Western civilisation, especially in America, is to a large extent defined and shackled by its OVERREACTION to Nazism and the Holocaust, some...

Thursday 3 December 2015

Anti-Fascists & Fascists = Goodies & Baddies

Is Donald Trump a Fascist?

By Ross Douthat, Dec. 2 2015 (LINK to article)


Let's face it, calling someone a "fascist" is just a way of dismissing and condemning them as a "baddy", by associating them with all the evils and horrors of Nazism. Those doing the accusing are usually primarily concerned with asserting their own moral superiority as a "goody".

I'm not an expert on fascism, but it seems to me that it can't have been all bad, as it is now portrayed, anymore than communism was. Both movements had 10s of millions of supporters, many of them very passionate in the belief that they were fighting for a good cause.
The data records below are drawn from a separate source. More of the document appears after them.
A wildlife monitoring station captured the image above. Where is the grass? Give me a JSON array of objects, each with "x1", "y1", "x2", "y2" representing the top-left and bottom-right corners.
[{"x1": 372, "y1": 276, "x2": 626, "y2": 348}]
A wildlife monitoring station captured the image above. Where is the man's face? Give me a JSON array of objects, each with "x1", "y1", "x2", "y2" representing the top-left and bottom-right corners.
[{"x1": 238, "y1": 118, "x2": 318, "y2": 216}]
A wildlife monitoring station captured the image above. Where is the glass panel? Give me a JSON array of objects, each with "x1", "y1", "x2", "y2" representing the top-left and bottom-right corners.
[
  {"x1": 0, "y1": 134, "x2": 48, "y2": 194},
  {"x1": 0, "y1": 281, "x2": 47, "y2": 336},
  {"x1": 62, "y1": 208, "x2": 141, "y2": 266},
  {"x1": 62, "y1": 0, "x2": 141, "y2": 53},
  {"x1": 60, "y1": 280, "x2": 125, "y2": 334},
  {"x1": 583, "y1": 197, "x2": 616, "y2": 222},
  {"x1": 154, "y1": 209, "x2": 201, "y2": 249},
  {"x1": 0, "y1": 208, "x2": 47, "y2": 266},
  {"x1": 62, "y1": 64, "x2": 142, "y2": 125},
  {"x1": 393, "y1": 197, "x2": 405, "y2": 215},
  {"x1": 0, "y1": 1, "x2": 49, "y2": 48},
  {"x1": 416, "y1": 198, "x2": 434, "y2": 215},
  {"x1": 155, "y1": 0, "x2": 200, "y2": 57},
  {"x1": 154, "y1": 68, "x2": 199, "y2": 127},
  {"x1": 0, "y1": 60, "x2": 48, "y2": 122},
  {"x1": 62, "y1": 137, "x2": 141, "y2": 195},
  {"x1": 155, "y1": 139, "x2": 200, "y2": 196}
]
In the aftermath of WW2, fascism was equated with Nazism and dismissed as evil, while many in academia continued to view communism with sympathy. Clearly, with Stalin, things had gone badly wrong, but the ideas behind communism and socialism were not all bad. Far from it. But no such sympathy is ever shown towards fascism, not least, because there is a strictly enforced taboo against doing so. Anyone who does is immediately accused of being a fascist sympathiser themselves.

I think this was - and continues to be - a huge mistake. We (especially academics from whom others take their lead) massively overreacted to the horrors of Nazism, and as the Editorial Board wrote in a recent editorial, The Price of Fear, "In the reaction and overreaction to terrorism comes the risk that society will lose its way".

This, I believe, is what has happened in respect to fascism, which I elaborate on in this BLOG on The West's Overreaction to Nazism.

P.S. There is a very good biography, it seemed to my lay eye, of the British fascist leader, Oswald Mosley, which is long out of print and whose author, Robert Skidelsky, and publisher seem to have no interest in seeing back in print, presumably because it portrays Mosley in too objective and sympathetic a light. Certainly, he was no British Hitler. According to this biography, the violence which often accompanied his rallies was usually initiated by the Left, which doesn't fit the established narrative of it always being the fascists who were responsible for the violence.

Dominated as it is by the Left, academia  only seems interested in demonising fascism, by equating it with the obvious evils of Nazism, rather than in understanding it in its historical context, as they do with communism and socialism.